An ANI reporter visited a Birhor village last week and talked with some of the people to get their perspectives on the tragedy of a few weeks earlier when eight people died suddenly. The reporter was surprised that, in this day and age, people actually went out and foraged “by eating roots and leaves from the forest.”
She wrote, “they lead a primitive lifestyle here,” and added that sometimes they even eat poisonous leaves and roots. She mentioned that recently over two dozen people died from eating leaves and roots (eight deaths were reported in all the earlier news stories), and she concluded that their habit of foraging in the forests might lead to their extinction.

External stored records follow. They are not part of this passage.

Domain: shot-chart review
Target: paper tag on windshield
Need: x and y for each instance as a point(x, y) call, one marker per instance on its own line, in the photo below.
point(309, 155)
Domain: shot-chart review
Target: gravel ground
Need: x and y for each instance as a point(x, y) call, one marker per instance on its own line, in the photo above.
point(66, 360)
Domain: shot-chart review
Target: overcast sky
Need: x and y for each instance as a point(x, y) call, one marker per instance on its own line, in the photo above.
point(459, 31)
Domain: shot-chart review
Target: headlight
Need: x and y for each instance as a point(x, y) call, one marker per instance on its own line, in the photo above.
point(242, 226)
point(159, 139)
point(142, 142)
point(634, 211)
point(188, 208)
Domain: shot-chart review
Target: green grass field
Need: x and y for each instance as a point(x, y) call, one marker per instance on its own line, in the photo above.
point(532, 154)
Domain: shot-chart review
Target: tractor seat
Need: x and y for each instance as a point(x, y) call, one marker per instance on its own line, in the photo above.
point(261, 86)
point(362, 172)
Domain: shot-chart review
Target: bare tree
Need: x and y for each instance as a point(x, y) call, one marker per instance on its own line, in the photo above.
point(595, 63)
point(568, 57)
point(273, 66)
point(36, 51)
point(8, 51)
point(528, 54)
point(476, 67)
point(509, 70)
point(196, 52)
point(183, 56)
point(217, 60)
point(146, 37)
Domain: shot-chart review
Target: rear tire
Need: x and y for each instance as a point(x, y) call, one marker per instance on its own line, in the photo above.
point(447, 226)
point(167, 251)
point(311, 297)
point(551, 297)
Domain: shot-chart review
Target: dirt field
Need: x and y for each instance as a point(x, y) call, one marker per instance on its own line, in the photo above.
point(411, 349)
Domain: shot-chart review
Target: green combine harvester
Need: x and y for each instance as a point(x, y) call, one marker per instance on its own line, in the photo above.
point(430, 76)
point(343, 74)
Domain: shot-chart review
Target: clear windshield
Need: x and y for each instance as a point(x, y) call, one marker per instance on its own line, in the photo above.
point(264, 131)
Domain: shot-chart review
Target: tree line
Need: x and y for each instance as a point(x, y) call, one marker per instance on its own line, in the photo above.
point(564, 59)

Her interviews with the Birhor, who mainly discussed their poverty, were more worthwhile. One man she talked with, named Tusu Jhagi, told her, “we have always undergone lot[s] of problems. Life has always been tough and unfair to us. Previously, we used to have problems with the banks of rivers when the flood waters used to enter our villages. Now that problem doesn’t persist any more, but our tough time [continues].”
Suva Uthalu, another Birhor, said “we even don’t have basic facilities of food, shelter and clothes, and because of lack of any mode to commute .. often we can’t take our dying people to [a] hospital. It is very tough to live here.”
One Birhor man told her that they got no help from government agencies, except occasionally food and clothing donations. They survive by managing things on their own, he said. The villagers emphasized their fear of the Naxalites, the Maoist guerrillas who terrorize rural people in the eastern states of India. The reporter quotes a local official who describes how the government plans to help protect the Birhor.